We invent games to build worlds, often founded on reality. Chess is an ancient example. The chess pieces represent real-world characters from the time of the game’s creation. The medieval world had fighting kings and queens and knights on horseback and… bishops? As a child, I found it strange that there were bishops on the chess battlefield, not realising that the church used to be a more militant power.
Games let us replay history and simulate what-ifs and what-might-have-beens.
Computer games also build worlds, in ever more immersive ways. They are simulations of their time. The seminal video game Space Invaders was released by Taito in 1978. A genre-defining shoot ’em up, it introduced the concepts of multiple lives for the player and high scores.
The creator of Space Invaders was Tomohiro Nishikado. This guy was driven: for over a year he designed and built every part of the game himself. He built his own hardware and composed the sound effects, programmed the game and designed the artwork.
Space Invaders was released around the time of Star Wars, not long after the race to the moon. People believe the game is about defending Earth from waves of invading alien creatures from another planet. It’s not. The game is about an earlier time.
Tomohiro Nishikado was born in the city of Osaka, Japan in March 1944.
Destructio ab Alto
Seventy years ago today, just before midnight on 13th March 1945, forty three B-29 super-fortress bombers from the US 314th Bombardment Wing (Very Heavy) arrived in formation in the night sky over Osaka. Tomohiro was just coming up to his first birthday. The US air force had control of the skies so the bombers could fly at the low level of 2,000 metres. The planes dropped hundreds of one ton bombs onto the houses below. Napalm and incendiary cluster bombs were dropped to spread fire over a wide area.

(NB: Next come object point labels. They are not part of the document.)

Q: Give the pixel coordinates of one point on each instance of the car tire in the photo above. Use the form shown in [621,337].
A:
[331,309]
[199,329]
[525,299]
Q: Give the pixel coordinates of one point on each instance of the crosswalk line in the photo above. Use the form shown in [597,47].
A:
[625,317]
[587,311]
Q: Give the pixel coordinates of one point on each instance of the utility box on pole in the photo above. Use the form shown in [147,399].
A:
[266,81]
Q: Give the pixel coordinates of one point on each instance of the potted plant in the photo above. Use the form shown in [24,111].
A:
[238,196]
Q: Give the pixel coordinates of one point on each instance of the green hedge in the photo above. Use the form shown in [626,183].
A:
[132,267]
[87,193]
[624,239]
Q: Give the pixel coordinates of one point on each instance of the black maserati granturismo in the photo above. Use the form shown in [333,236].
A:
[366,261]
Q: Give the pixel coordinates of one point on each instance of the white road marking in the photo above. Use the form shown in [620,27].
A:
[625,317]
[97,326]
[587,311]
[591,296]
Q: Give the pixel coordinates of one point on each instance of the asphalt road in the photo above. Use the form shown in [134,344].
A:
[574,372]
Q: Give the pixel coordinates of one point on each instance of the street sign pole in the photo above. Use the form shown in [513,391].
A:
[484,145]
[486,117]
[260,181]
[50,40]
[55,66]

The Osaka civil defence system was no match for the attack. Ground-based anti-aircraft guns had been set up to defend against small groups of planes, not wave after wave filling the night sky. One hundred and seven bombers from the 313th Bombardment Wing (Very Heavy) formed the next waves. One hundred and twenty four bombers from the 73rd Bombardment Wing (Very Heavy) made the final attacks. 1,732 tons of bombs were dropped in three hours, destroying around 8 square miles of the city centre.
Thousands of Osaka residents were killed and many more were injured. Over half a million people were made homeless. Two US aircraft were lost, one on take-off.
There were more heavy raids on the city in June, again with hundreds of B-29s, and then another on 14th August, 5 days after Nagasaki. A total of 10,270 tons of bombs (92% of them fire-starting) were dropped on Osaka.
Tomohiro’s city was destroyed from above. He named his unwinnable, city-defending simulation “Space Invaders”, in English, not Japanese. The high scores and multiple lives reflect the methods of counting the human cost of the bombings. The B-29s were the aliens who invaded his space. Americans were the Space Invaders.